Trump On Virus Response: “We Have Done A Job The Likes Of Which Nobody's Seen."
President Donald Trump said during Friday’s White House press briefing that his administration has “done a job the likes of which nobody's seen” in handling the coronavirus, which has now infected more than 100,000 Americans and resulted in more than 1,500 deaths.
Experts and laypersons alike will debate for years to come how well or how poorly Trump dealt with the crisis, but what is undeniable is the precious time lost as the president publicly downplayed the outbreak’s threat and failed to get testing underway.
Those initial failures — particularly the sluggish nature of the administration’s testing rollout, combined with faulty test kits and inadequate production — cannot be undone by any action taken today.
Those within the government whose consciences are not burdened by political considerations or electoral consequences have easily acknowledged those early failures — most notably Dr. Anthony Fauci, the director of the National Institute of Allergy and Infectious Diseases, who said to Congress of the testing issues: "That is a failing. Let's admit it."
But Trump cannot admit failure; he knows only boasting.
Earlier this week, the president bragged that the U.S. did as many tests in eight days as South Korea did in eight weeks, which was shown to be untrue. But he also omitted a tiny detail: South Korea moved immediately to widespread testing after discovering its first case and found greater success in containing the spread.
Fauci admitted this week that we still have no idea how many cases truly exist in parts of the country that seem relatively safe at first glance, which he said can catch states unaware and lead to serious outbreaks. Fifty-eight cases in North Dakota? Nobody knows for sure, because the testing still is not up to par.
But the failure goes beyond testing.
Even now, as cases in several hotspots, including New York and California, continue to rise and threaten to overwhelm local health systems, Trump is urging for a return to normalcy, at least for areas of the country where the spread appears slow — areas Fauci has admitted we just don’t know the true extent of the spread.
Trump’s vision, clouded by the upcoming election and an inability to put people before money, simply does not comport with doing “a job the likes of which nobody's seen.”
But this pandemic is one unlike any the world has seen in the last 100 years, Fauci said on Friday. Addressing it has involved learning “in real time.”

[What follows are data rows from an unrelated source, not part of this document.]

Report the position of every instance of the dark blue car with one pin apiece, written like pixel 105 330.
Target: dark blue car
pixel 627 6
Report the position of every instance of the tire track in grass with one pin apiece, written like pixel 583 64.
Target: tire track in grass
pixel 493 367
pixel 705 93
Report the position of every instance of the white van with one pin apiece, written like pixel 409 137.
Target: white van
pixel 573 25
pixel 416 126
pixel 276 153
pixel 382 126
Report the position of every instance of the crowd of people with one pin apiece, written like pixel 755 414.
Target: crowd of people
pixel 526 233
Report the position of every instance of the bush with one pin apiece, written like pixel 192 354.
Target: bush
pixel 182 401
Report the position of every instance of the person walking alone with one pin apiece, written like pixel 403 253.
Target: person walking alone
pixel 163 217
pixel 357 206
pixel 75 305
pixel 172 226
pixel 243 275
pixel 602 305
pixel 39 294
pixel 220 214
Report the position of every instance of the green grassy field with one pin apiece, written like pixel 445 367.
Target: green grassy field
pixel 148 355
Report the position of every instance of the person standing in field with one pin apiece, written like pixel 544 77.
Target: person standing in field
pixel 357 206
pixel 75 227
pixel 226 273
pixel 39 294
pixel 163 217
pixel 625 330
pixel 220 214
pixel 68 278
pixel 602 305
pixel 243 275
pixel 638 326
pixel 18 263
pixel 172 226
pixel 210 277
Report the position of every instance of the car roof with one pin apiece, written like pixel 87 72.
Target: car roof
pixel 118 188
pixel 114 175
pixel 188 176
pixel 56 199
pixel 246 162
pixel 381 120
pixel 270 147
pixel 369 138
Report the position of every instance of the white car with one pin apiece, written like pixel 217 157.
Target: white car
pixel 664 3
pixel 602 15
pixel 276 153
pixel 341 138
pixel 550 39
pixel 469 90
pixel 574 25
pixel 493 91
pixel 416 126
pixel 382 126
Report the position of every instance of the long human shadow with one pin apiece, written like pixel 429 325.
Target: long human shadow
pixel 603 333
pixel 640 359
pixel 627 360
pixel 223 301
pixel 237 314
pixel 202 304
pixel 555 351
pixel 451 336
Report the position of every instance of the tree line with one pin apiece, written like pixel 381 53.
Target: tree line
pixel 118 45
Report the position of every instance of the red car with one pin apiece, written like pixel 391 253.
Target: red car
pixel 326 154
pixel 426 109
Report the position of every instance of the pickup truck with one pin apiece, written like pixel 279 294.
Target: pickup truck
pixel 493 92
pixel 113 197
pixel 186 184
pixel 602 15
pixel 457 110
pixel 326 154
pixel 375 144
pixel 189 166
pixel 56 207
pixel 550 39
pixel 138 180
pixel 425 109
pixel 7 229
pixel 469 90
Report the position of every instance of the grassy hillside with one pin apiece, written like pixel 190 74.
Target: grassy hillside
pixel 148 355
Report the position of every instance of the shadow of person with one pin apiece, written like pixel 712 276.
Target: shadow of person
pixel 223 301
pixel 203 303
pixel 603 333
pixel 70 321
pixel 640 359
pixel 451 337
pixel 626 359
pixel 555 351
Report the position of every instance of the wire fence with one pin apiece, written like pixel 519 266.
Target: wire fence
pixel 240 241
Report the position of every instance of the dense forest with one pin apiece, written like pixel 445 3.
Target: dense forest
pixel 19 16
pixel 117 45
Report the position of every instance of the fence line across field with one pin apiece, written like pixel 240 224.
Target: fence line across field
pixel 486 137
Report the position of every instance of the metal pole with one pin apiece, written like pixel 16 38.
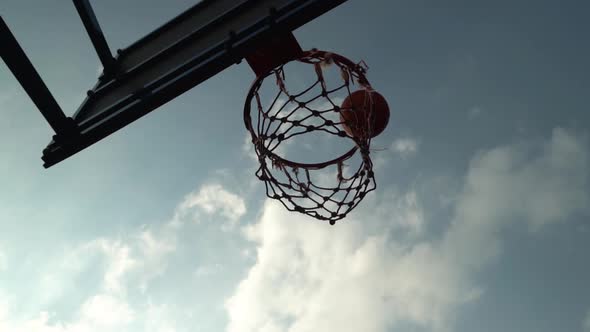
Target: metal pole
pixel 22 68
pixel 95 33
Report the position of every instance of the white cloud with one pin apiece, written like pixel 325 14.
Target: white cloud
pixel 475 112
pixel 355 277
pixel 213 199
pixel 207 270
pixel 106 310
pixel 405 146
pixel 3 260
pixel 310 276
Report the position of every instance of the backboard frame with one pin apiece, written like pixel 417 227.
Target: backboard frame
pixel 158 67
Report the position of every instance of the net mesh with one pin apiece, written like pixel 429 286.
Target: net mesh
pixel 328 190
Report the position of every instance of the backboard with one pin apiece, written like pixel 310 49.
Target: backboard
pixel 189 49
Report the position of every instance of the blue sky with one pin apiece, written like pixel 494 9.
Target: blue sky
pixel 480 221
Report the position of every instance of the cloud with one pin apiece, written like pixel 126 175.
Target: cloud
pixel 207 270
pixel 405 146
pixel 213 199
pixel 310 276
pixel 3 260
pixel 356 276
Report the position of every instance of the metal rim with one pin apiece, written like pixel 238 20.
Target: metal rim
pixel 306 55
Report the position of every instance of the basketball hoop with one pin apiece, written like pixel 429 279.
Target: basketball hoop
pixel 295 184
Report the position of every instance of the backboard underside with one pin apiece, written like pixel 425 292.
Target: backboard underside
pixel 189 49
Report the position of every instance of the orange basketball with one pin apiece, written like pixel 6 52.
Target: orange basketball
pixel 357 117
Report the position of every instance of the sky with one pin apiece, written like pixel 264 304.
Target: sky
pixel 480 221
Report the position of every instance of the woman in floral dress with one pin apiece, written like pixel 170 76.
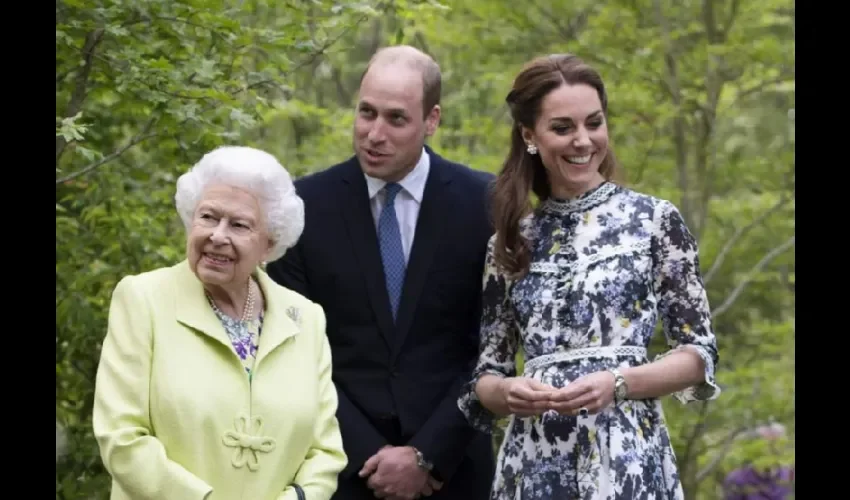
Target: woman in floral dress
pixel 579 281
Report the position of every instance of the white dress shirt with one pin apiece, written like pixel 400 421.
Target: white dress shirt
pixel 407 201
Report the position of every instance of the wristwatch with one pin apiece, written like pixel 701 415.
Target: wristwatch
pixel 421 462
pixel 620 387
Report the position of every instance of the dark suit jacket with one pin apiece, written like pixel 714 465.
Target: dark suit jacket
pixel 410 372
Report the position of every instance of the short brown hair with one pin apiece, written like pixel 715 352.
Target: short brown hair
pixel 417 60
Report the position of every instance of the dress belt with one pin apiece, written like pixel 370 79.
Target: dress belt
pixel 584 352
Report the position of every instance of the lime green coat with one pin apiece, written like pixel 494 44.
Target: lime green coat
pixel 175 415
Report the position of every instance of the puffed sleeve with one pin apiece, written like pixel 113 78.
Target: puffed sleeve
pixel 318 473
pixel 136 459
pixel 498 344
pixel 682 300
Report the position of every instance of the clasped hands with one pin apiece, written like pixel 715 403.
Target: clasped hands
pixel 527 397
pixel 394 473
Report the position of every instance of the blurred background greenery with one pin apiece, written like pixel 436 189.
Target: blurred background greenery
pixel 702 113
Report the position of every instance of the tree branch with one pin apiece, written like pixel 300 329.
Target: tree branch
pixel 739 233
pixel 751 275
pixel 140 137
pixel 80 84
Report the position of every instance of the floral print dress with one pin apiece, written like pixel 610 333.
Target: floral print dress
pixel 244 337
pixel 604 266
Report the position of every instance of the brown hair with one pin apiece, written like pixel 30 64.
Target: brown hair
pixel 523 173
pixel 416 60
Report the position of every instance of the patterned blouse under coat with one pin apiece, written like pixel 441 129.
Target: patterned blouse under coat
pixel 604 267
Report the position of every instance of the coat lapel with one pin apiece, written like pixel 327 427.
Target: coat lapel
pixel 364 242
pixel 433 210
pixel 194 311
pixel 281 320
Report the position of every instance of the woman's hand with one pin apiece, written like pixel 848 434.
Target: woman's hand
pixel 526 397
pixel 592 392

“This is truly an unprecedented situation that we’re going through,” he said, adding that he has “been through everything” in his decades-long career, “from the very beginning of the very uncertain days with HIV/AIDS.”
But the coronavirus pandemic is “something we have never seen before, at least in our generation,” Fauci continued. “And we’re really being challenged, to not only learn in real time, to be able to respond in a way that is helpful and effective, but we’re also in uncharted waters.”
Having to fashion that response under the likes of Trump also puts the U.S. in uncharted waters, and any “job the likes of which nobody’s seen” will happen in spite of and not because of him.